A healthy mix of protein and carbs is perfect for getting the job done. Examples of this are carrots with hummus, roasted white beans, and a mixture of whole almonds and pumpkin seeds.
“A 4:1 ratio of carbs to protein has been proven to be really efficient for replenishing amino acids and repairing the muscle that’s been broken down during strength training,” registered dietician Rachel Berman told Greatist.
Protein shakes with vegan protein powder are popular post-workout snacks because they’re quick and easy. If you have some time to prep, put together a cold salad with broccoli, wild rice and edamame for your post-workout snack.
Vegan protein sources like tofu, tempeh, and seitan are also great to eat after the gym.
Meatless Snacks to Avoid
Just because a snack is meat-free doesn’t mean it’s healthy or beneficial for your workouts. In fact, some of the unhealthiest snacks for a gym rat are vegan.
Some vegan foods should be avoided because they weigh you down with unwanted fat and empty calories without the protein and carbohydrate combination your body needs to thrive.

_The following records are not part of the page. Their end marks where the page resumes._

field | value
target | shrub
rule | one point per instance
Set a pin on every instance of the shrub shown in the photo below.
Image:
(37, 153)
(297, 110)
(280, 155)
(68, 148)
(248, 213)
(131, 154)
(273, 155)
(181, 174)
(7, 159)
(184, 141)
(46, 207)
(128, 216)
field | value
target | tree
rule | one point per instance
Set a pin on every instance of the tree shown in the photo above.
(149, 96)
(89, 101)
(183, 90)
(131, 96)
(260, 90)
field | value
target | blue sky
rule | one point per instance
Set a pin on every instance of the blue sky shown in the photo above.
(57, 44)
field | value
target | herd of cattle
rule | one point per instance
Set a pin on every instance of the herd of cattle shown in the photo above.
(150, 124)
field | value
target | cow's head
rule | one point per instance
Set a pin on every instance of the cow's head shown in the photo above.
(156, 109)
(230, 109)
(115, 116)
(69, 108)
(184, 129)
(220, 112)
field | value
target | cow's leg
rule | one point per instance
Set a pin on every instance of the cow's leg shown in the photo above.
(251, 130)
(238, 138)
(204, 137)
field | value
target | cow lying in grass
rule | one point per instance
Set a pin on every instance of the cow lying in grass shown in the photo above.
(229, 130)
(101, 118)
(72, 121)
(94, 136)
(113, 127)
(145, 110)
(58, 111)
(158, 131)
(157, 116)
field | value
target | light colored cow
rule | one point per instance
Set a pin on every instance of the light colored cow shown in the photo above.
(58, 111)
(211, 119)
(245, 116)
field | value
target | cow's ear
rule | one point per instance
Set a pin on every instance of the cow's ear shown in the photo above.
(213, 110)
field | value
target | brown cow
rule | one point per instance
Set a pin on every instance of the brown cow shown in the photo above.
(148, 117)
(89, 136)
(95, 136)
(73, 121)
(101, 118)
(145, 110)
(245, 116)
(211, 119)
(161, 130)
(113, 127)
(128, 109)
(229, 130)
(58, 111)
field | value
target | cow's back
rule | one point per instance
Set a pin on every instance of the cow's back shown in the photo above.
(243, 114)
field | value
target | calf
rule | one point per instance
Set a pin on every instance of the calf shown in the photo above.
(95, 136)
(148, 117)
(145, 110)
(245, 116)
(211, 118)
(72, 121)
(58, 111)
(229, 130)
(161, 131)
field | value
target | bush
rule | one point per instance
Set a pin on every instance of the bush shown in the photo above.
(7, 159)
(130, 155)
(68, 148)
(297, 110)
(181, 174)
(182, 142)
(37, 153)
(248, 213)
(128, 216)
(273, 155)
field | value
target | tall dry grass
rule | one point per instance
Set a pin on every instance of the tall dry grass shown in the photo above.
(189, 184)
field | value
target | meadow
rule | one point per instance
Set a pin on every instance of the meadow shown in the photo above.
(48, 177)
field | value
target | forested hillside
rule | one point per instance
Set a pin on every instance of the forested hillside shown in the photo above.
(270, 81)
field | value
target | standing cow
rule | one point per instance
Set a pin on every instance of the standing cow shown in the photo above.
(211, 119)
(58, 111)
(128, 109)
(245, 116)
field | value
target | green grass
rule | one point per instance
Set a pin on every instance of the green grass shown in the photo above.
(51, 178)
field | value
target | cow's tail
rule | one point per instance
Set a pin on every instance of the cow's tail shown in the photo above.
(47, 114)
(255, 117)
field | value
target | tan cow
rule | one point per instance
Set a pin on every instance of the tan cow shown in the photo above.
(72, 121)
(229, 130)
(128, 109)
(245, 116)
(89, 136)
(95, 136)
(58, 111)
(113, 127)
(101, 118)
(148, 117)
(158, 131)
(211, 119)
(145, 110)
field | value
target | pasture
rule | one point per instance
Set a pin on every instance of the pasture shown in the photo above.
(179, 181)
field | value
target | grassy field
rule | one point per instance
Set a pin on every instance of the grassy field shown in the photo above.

Vegan chips and muffins fall into this category, as well as white pasta and rice. Pretty much all frozen vegan meals should be avoided because they’re packed with preservatives that detoxify your system and prevent it from performing at its highest level.
Although they’re convenient, pre-packaged granola bars should also be avoided as snacks because they’re typically packed with sugar that’ll give you boost of energy before making you crash.
All of these pre- and post-workout snacking guidelines apply to vegans in general, but especially if you’re training and putting in grueling hours at the gym.